Problem is, either way, it was most likely sexually transmitted. How does one get a respiratory organism into one’s prostate? I’m not being salacious here; it’s the same conclusion that sexually transmitted disease specialists have made with regards to later cases.
And Heinlein had the damn thing for *years*. This was before even treatment with sulfa drugs. So this perhaps should be taken into account with his free love lifestyle.
(I think this explains a few passages in the later work, e.g., the WASP = Wassermann-positive — for syphilis — joke in The Number of the Beast and the passages about venereal disease and sexual safety in To Sail Beyond the Sunset. And I can’t help but wonder what a persistent prostate infection did to Heinlein’s reproductive health.)
Minor nit: the Lexington was by no means the second aircraft carrier — it was merely the second in the US Navy.
(I’ll have more to say when I’ve finished making notes …)
Charlie: Interesting. Thanks. This is what Patterson says about the Lexington, on p. 114 of the bio:
“The USS Lexington—nicknamed the Lady Lex—had started out in 1921 as a battle cruiser, but the arms limitation provisions in the Washington Naval Treaty halted construction, and she was redesigned as an aircraft carrier, designated CV-2. When launched in 1925, she was the largest ship then afloat.
“In her early years, the Lady Lex filled a very important role for the Navy: only the second large aircraft carrier ever built, Lexington would pioneer aircraft-carrier methods and techniques (and more important, strategy and tactics) during a period when the Navy was not yet completely convinced of the usefulness of airpower and might prefer to put its money into battleships.”
Note the phrasing: Not the second aircraft carrier (which is what I said) but the second LARGE aircraft carrier.
Mitch: see Aircraft Carriers of the Royal Navy on Wikipedia. Like Lexington the early RN carriers were conversions from other classes, and Lexington was indeed rather big. (Interestingly, the first custom-designed carrier to be completed by any great power was Japanese …)
Charlie — ack the correctionm and thanks. I would like for all these comments and corrections to go to whpattersonjr.com where I’m storing them on the Nexus Archive till I get a chance to incorporate them into a revision.

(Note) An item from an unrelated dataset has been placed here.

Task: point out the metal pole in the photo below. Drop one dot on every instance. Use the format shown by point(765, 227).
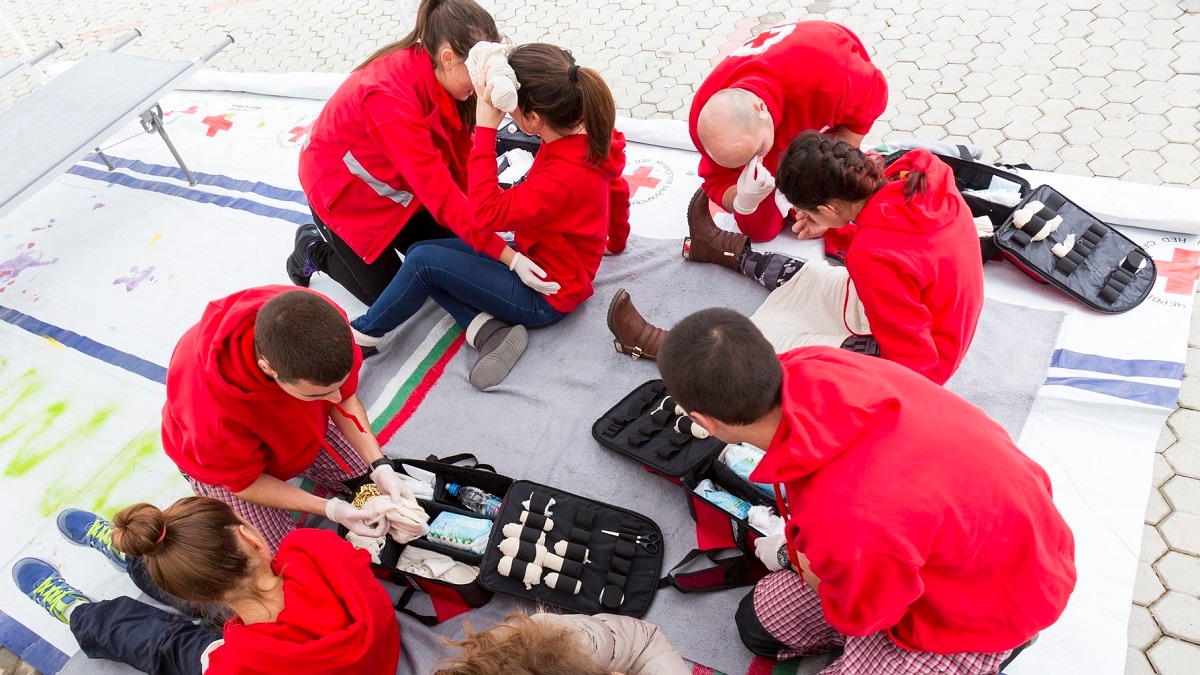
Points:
point(129, 37)
point(211, 53)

This was before even treatment with sulfa drugs.
One message of biographies covering this era is “be grateful to live in a time with decent antibiotics”.
Mitch, Heinlein was born in Butler, Missouri and grew up in Kansas City, Missouri. Still in the heart of Middle America, but a few miles farther east.
@8
You might want to append to that, “if you’ve chosen a decadent lifestyle”.
#10
Actually, I wouldn’t want to append that at all. My Mom, who recently died, was an M.D. born in 1926, and she told my brother and I several times of her school friend who’d gone swimming in a river in West Virginia in the late 1930’s and died of typhoid fever 3 weeks later.
And she also told of her uncle, my great-uncle, who’d practiced medicine in Ohio from the early 1920’s through the late 1950’s, and his memories of pre-antibiotic treatments for what many would consider relatively minor illnesses today. Before antibiotics, he said, the only thing a doctor could really do for a patient with pneumonia was sit next to their bed, and hold their hand, and wait to see if they’d live or die.
That, and going into a hospital was more likely to kill you than cure you. As we head into a world where more and more antibiotics don’t work against the supergerms, we may see this trend return. Flesh-eating bacteria, anyone?
I believe he was a Midshipman at the Naval Academy not a Cadet.